GREENVILLE, N.C. (WNCT) — The North Carolina Museum of Natural Sciences officially opened Saturday for people to enjoy and learn.
A ribbon cutting was held for the establishment. It followed with people who attended getting a hands-on experience. After four-and-a-half years in the making, children who lined up got to go indoors, see fossils, turtles and even a pirate ship.
Museum director Emily Jarvis said the project was delayed because of COVID-19. Now, they are very happy to finally be open to the public.
“And we got the official designation … about six months prior to COVID, so we were full steam ahead, and then like everybody else in the world, we had a slight pause,” Jarvis said. “But we’ve been able to pull it all together and open today, and I could not be more happy about how it turned out.”
Jarvis said Greenville has been needing a science center that was accessible to people who live and work there.
“Particularly when thinking about our youth, it’s really important to inspire them and get them excited about science,” Jarvis said. “It really opens up the world for them and lets them know that they can be anything, and they can do everything.”
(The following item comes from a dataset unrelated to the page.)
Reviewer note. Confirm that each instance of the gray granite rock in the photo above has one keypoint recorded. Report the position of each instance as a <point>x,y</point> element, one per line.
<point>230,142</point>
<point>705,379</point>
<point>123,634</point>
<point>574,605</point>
The museum’s exhibits focus on topics relevant to Eastern North Carolina.
“Hence the Pirate ship,” Jarvis said. “We live here in North Carolina, where off of our coast it’s considered the Graveyard of the Atlantic, and the exhibit helps show people why … a lot of people don’t realize that right here in Greenville you can find amazing fossils in the creek down the street.
“I think when they walk in and see that huge pirate ship, I hope that’s a good queue for them, to get excited to learn.”
Jarvis stresses community involvement is still crucial to keep the museum and its programs running.
Admission is free to all. The museum is open Tuesday-Saturday from 10 a.m. to 5 p.m.